Characterising private and shared signatures of positive selection in 37 Asian populations

A new paper by Liu et al1 examines patterns of genetic diversity and positive natural selection, and finds that populations predominantly located in South Asia underwent considerably different adaptation as compared with populations from the other geographical regions.

Here is their abstract:

“The Asian Diversity Project (ADP) assembled 37 cosmopolitan and ethnic minority populations in Asia that have been densely genotyped across over half a million markers to study patterns of genetic diversity and positive natural selection. We performed population structure analyses of the ADP populations and divided these populations into four major groups based on their genographic information. By applying a highly sensitive algorithm haploPS to locate genomic signatures of positive selection, 140 distinct genomic regions exhibiting evidence of positive selection in at least one population were identified. We examined the extent of signal sharing for regions that were selected in multiple populations and observed that populations clustered in a similar fashion to that of how the ancestry clades were phylogenetically defined. In particular, populations predominantly locatedin South Asia underwent considerably different adaptation as compared with populations from the other geographical regions. Signatures of positive selection present in multiple geographical regions were predicted to be older and have emerged prior to the separation of the populations in the different regions. In contrast, selection signals present in a single population group tended to be of lower frequencies and thus can be attributed to recent evolutionary events.”

It seems that most of the 37 populations studied are heavily East Eurasian admixed, with the exception of Kurds, Tajiks, Tamil, Sinhalese, GIH, and INS, which they categorize with the South Asian clade in the Phylogenetic tree.

To investigate whether local adaptation may have driven the genetic diversity between Asian populations, they selected 33 populations. They observed that 693 selection signals were located in 140 distinct genomic regions, where the majority of the signals were present in multiple populations but located in the same genomic regions. They further investigate the pattern of sharing of the 140 selected regions among the 33 populations by calculating a similarity matrix for the 33 populations, where each entry indicates the number of regions out of 140 that are positively selected in the respective population pair. A PCA was done on the similarity matrix, the first 2 principal components indicate that population groups that are geographically closer are more likely to share the same selection signals than populations more distant. They observe that populations in South and Central Asia can be grouped separately by the extent of sharing of selection signals, whereas there was considerable overlaps between the populations in East and Southeast Asia.

 

The following is the K=2 thru K=12 admixture analysis using ADMIXTURE.

 

References:

1-Characterising private and shared signatures of positive selection in 37 Asian populations, Xuanyao Liu, Dongsheng Lu, Woei-Yuh Saw, Philip J Shaw, Pongsakorn Wangkumhang et al. , European Journal of Human Genetics, Nature Publishing Group, 12/16

https://www.researchgate.net/publication/312521886_Characterising_private_and_shared_signatures_of_positive_selection_in_37_Asian_populations

4 thoughts on “Characterising private and shared signatures of positive selection in 37 Asian populations”
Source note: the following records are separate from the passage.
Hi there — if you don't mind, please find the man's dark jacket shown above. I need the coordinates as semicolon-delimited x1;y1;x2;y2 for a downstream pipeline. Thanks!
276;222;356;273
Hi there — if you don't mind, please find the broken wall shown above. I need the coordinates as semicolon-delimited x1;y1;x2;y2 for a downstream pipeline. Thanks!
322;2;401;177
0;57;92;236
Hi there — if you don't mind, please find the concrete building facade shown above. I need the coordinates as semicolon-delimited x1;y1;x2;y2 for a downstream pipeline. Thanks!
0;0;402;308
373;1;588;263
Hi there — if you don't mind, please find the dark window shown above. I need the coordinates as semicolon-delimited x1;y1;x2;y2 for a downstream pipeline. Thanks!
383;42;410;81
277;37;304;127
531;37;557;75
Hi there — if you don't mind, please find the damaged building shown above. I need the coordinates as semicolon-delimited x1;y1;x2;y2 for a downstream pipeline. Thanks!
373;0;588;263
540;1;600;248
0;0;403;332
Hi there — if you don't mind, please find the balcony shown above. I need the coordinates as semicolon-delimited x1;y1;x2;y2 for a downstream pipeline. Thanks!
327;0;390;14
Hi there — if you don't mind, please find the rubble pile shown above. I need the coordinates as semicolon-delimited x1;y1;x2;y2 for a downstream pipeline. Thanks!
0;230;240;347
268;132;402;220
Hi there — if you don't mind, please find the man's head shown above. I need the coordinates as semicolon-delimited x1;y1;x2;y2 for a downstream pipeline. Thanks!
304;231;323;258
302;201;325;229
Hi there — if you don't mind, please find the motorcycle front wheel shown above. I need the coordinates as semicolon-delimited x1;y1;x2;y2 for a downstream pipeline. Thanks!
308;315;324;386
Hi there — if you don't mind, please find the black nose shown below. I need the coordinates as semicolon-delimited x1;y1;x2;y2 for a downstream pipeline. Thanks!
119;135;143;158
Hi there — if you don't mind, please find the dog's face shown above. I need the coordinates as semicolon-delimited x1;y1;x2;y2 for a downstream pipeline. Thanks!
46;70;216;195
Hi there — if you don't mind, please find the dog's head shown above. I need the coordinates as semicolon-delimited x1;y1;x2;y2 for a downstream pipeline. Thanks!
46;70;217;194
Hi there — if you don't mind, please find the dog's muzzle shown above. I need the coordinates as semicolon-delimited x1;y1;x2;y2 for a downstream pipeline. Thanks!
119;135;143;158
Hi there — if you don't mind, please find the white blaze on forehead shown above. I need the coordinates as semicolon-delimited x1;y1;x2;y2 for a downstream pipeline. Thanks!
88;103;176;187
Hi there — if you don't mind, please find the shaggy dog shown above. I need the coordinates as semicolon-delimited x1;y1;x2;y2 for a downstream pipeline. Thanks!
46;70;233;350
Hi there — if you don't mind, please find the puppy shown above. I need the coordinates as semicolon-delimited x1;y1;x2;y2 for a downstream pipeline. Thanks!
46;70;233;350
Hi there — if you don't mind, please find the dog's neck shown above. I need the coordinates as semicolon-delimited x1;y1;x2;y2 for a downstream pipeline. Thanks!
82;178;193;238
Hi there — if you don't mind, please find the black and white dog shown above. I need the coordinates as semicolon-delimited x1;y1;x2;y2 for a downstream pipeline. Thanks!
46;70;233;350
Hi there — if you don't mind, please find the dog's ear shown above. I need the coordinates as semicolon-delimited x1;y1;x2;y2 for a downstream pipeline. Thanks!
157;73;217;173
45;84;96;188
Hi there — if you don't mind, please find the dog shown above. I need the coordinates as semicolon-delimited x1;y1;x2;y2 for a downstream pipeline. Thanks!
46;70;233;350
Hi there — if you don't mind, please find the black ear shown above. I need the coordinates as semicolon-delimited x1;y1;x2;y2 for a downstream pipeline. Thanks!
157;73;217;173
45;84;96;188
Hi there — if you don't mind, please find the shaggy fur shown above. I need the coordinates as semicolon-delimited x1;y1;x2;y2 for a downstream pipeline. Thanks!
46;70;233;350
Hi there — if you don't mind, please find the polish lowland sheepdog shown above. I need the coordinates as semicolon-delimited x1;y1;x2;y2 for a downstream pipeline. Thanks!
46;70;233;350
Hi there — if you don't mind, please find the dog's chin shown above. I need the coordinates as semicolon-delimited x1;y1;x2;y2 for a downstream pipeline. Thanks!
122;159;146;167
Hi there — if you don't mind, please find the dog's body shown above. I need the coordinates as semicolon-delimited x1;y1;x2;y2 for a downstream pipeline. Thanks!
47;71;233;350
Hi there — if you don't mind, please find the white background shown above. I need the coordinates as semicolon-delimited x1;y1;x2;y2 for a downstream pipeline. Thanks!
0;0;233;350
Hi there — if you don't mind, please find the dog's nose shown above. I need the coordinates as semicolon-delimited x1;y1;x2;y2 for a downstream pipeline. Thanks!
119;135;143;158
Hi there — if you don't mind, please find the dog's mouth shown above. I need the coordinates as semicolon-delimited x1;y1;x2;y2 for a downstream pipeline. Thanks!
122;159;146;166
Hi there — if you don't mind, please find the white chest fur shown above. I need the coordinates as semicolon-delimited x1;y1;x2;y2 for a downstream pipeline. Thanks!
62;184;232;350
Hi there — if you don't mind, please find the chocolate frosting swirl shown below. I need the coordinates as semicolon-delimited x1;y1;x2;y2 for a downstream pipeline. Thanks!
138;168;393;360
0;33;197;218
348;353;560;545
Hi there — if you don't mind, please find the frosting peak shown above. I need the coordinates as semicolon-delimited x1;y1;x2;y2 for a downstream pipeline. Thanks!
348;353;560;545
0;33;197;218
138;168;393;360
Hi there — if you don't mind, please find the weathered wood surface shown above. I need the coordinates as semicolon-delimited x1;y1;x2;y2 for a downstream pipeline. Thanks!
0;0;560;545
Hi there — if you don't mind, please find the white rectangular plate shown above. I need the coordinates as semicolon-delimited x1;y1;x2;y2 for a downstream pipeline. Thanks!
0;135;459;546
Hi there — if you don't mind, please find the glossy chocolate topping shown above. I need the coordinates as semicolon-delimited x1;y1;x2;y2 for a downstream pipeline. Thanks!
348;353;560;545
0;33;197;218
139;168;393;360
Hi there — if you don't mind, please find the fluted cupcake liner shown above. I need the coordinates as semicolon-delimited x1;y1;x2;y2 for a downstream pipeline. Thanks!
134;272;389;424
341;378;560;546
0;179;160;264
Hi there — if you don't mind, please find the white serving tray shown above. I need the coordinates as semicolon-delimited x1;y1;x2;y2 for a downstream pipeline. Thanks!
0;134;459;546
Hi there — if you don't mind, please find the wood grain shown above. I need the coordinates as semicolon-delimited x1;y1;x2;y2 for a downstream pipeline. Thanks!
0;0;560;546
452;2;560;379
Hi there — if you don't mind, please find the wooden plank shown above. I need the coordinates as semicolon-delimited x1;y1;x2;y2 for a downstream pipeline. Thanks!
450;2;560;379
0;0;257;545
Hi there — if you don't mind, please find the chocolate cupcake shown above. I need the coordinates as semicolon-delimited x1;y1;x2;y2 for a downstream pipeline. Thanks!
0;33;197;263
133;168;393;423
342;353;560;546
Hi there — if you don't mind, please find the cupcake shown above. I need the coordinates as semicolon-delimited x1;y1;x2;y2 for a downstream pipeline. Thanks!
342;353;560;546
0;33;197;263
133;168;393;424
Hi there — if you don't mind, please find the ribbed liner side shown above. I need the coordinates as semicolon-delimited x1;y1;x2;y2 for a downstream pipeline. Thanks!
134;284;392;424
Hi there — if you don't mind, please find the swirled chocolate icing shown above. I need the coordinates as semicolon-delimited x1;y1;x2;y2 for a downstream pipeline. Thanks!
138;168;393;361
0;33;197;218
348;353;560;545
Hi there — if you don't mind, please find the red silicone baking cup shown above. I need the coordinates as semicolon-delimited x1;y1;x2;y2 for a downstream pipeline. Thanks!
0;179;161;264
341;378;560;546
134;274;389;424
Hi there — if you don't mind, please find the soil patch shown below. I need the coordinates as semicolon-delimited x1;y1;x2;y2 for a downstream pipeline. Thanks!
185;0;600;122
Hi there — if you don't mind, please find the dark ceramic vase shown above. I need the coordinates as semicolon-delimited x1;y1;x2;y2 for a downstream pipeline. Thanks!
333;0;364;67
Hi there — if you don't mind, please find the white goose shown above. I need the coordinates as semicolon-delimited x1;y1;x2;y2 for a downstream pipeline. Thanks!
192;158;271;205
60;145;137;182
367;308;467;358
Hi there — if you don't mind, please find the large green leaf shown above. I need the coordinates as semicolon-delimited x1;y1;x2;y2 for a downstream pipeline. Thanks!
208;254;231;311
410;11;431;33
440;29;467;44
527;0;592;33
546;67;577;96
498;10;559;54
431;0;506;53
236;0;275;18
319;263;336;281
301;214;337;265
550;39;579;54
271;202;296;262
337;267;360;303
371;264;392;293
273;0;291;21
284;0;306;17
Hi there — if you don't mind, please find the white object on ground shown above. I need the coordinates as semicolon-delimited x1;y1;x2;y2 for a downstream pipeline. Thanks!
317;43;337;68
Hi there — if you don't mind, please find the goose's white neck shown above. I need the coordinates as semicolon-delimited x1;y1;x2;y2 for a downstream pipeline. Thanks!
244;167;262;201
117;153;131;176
  1. It would have been nice if they included a table of positively selected alleles for S Asians…
    Also, what’s up with their ADMIXTURE analysis? It seems to lacks nuance.

  2. It would have been interesting if they had included in their sample Burmese, NE Indian ethnic groups including various Assamese groups and ethnic groups from Nepal. Possibly even groups such as Bengali, Munda and other South Asian Austro-asiatic groups

  3. Interesting that they included Kurd, Tajik, and Southern Indian populations but skipped over Hazara and NE Indian populations that have strong E Eurasian. Why include Kurd, and not any North Indian, Pakistani, Pashtun, or other Iranians populations? Maybe the SOUTH group is used as means of comparison/control?